Optimal Betting Strategy for the World Series Using Dynamic Programming
Problem Overview
The New York Yankees and the San Francisco Giants are playing in a best-of-seven World Series. You want to bet $100 on the Yankees winning the series, but you are only allowed to place bets on individual games, each at even odds. The question is: how much should you bet on the first game?
To solve this, we utilize dynamic programming and model the game state using matrices to determine the optimal amount to bet at each stage of the series.
State Representation
We define a matrix \( P \) that holds the net payoff in each state \( (i, j) \), where:
- \( i \): number of games won by the Yankees,
- \( j \): number of games lost by the Yankees,
- \( 0 \leq i, j \leq 4 \).
Boundary conditions are set as follows:
- \( P(4, j) = 100 \) for \( 0 \leq j \leq 3 \),
- \( P(i, 4) = -100 \) for \( 0 \leq i \leq 3 \),
- \( P(4,4) \) is not used as it is not a reachable state in a best-of-seven format.
We also define a matrix \( B \) that contains the bet sizes for each intermediate state. It satisfies:
\[ P(i+1, j) = P(i, j) + B(i, j) \quad \text{(3.205)} \] \[ P(i, j+1) = P(i, j) - B(i, j) \quad \text{(3.206)} \]
Adding and subtracting these gives us:
\[ P(i, j) = \frac{1}{2}(P(i+1, j) + P(i, j+1)) \quad \text{(3.207)} \] \[ B(i, j) = \frac{1}{2}(P(i+1, j) - P(i, j+1)) \quad \text{(3.208)} \]

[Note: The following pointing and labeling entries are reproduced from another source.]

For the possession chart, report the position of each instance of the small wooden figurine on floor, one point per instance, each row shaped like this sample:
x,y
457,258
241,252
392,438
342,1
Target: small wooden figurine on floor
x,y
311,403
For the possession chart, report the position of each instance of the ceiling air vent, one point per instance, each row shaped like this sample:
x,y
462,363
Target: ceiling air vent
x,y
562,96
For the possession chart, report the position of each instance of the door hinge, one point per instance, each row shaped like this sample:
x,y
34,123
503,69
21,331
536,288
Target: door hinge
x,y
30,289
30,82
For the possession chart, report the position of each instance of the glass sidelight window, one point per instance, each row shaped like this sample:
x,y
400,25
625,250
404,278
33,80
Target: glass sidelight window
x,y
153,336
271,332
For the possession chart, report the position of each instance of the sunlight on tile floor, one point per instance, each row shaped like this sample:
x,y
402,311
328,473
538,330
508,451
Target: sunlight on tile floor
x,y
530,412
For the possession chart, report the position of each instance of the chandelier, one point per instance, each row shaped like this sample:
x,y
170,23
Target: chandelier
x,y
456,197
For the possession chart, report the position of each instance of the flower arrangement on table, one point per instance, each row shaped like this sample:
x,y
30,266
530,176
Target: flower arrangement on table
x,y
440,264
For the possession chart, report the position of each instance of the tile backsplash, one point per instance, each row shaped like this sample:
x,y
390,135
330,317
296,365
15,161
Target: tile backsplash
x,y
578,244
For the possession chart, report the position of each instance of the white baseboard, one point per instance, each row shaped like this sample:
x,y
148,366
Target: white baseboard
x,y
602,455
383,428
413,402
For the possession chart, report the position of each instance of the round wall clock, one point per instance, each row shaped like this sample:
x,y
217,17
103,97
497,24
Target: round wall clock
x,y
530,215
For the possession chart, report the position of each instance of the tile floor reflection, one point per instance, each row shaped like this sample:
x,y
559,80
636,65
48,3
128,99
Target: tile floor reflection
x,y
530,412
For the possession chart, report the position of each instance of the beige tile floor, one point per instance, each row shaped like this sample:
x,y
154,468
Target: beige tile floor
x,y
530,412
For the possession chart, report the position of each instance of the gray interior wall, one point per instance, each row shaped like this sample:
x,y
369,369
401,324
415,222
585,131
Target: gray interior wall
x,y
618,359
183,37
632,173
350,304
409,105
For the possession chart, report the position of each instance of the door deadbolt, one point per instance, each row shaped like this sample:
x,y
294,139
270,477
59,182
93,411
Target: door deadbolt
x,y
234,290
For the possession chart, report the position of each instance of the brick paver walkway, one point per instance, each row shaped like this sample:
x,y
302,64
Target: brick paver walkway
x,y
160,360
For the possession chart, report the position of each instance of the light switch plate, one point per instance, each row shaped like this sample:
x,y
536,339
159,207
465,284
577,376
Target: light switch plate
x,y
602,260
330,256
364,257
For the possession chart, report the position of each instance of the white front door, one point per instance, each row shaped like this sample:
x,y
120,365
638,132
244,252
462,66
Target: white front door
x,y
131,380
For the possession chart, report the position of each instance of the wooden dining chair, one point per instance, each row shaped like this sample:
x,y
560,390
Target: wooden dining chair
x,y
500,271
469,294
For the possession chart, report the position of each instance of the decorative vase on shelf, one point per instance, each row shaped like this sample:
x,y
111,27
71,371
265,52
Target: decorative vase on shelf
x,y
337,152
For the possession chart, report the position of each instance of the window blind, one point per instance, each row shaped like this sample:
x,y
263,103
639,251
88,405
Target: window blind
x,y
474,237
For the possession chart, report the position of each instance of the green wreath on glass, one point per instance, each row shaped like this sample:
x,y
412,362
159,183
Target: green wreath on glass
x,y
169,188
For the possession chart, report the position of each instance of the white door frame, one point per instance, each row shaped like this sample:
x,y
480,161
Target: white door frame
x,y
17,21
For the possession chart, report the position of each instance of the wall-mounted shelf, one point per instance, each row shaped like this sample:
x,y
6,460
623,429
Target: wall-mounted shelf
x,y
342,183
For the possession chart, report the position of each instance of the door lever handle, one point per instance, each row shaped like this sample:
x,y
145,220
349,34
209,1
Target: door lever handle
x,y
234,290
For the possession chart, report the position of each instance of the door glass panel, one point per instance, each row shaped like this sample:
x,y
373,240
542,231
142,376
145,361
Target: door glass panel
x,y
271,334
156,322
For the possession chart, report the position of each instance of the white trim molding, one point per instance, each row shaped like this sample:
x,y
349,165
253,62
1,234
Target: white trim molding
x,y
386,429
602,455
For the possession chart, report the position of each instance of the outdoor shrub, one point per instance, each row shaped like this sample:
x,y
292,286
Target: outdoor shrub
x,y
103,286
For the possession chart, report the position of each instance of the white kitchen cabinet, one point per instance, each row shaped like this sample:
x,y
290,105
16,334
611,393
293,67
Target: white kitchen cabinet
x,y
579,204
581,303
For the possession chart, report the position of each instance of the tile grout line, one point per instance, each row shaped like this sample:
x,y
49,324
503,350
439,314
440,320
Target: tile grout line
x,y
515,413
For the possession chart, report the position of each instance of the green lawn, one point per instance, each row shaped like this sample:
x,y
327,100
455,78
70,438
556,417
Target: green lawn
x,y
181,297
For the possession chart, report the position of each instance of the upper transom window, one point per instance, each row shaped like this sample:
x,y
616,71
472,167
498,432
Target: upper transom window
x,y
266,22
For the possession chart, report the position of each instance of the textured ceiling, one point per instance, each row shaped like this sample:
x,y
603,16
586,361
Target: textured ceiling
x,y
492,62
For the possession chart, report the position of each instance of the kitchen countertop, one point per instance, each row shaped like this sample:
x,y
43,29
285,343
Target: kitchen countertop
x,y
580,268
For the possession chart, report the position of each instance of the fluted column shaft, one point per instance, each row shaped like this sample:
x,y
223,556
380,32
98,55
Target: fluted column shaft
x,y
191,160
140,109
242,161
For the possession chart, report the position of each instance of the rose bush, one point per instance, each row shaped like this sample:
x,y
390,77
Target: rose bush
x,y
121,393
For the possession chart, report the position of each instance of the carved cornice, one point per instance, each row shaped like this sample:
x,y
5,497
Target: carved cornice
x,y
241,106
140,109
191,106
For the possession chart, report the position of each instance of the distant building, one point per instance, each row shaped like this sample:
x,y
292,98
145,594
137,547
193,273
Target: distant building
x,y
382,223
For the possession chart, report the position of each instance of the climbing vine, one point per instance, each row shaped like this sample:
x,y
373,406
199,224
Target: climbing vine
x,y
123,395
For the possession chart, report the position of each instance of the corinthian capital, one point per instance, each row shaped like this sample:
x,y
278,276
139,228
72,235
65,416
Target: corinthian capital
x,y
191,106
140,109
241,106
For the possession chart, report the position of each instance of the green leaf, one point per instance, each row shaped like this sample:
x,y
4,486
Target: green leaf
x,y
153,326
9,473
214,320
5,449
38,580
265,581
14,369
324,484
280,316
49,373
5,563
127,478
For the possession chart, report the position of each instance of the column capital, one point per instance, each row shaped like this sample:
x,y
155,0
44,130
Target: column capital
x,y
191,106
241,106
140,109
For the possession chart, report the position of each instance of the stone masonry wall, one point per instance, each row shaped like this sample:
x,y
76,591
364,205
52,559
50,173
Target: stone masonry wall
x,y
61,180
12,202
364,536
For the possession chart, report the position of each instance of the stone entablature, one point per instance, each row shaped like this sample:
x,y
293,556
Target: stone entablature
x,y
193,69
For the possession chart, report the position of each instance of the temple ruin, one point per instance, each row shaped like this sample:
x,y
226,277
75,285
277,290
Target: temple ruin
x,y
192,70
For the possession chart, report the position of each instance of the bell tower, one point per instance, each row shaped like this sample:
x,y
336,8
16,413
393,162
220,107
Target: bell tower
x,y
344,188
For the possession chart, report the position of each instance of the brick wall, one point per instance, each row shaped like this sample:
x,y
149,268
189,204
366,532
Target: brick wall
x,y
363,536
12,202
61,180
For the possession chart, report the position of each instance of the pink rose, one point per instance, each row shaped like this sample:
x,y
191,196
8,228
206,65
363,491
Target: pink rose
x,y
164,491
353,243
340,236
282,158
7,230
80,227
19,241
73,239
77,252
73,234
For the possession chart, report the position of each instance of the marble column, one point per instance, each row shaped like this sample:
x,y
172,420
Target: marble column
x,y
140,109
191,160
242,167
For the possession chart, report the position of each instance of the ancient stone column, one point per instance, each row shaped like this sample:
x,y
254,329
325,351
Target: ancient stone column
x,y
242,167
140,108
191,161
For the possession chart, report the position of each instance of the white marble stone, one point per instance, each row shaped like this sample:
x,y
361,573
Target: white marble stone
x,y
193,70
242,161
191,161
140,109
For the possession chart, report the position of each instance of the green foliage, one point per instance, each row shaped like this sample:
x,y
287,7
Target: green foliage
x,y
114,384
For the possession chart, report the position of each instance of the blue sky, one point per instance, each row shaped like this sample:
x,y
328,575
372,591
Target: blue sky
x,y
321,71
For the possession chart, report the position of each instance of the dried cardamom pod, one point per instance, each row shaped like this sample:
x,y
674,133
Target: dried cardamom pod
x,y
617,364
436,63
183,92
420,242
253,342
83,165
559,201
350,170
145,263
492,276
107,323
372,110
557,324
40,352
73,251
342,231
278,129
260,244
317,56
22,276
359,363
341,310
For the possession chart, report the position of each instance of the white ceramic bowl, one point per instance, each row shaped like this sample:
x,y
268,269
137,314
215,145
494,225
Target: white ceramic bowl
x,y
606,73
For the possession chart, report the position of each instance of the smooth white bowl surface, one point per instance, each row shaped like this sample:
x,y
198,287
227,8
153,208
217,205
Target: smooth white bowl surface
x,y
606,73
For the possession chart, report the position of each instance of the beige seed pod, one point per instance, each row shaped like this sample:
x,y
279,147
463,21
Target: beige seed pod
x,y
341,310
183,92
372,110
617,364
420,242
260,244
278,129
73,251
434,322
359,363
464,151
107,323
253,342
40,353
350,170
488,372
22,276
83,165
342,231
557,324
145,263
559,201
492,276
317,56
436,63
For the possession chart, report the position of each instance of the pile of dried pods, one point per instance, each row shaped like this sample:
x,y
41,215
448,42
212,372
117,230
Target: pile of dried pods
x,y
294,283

These recursive equations allow us to compute \( P \) and \( B \) by working backward from the terminal states.
Matrices
The computed matrices are:
\[
P =
\begin{pmatrix}
0 & -31.25 & -62.5 & -87.5 & -100
31.25 & 0 & -37.5 & -75 & -100
62.5 & 37.5 & 0 & -50 & -100
87.5 & 75 & 50 & 0 & -100
100 & 100 & 100 & 100 & 0
\end{pmatrix}
\]
\[
B =
\begin{pmatrix}
31.25 & 31.25 & 25 & 12.5
31.25 & 37.5 & 37.5 & 25
25 & 37.5 & 50 & 50
12.5 & 25 & 50 & 100
\end{pmatrix}
\]
First Game Betting Strategy
We start at state \( (0, 0) \) since no games have been played. From matrix \( B \), we find:
\[ B(1,1) = 31.25 \]
This means we should bet $31.25 on the Yankees in the first game.
The strategy is robust: regardless of the outcome of individual games, the betting adjustments according to matrix \( B \) ensure that we end up with exactly $100 if the Yankees win the series.
Conclusion
Using dynamic programming, we calculate the optimal strategy for betting on a best-of-seven series. The key takeaway is that we should bet $31.25 on the first game, and adjust subsequent bets according to matrix \( B \) to maintain an optimal expected outcome.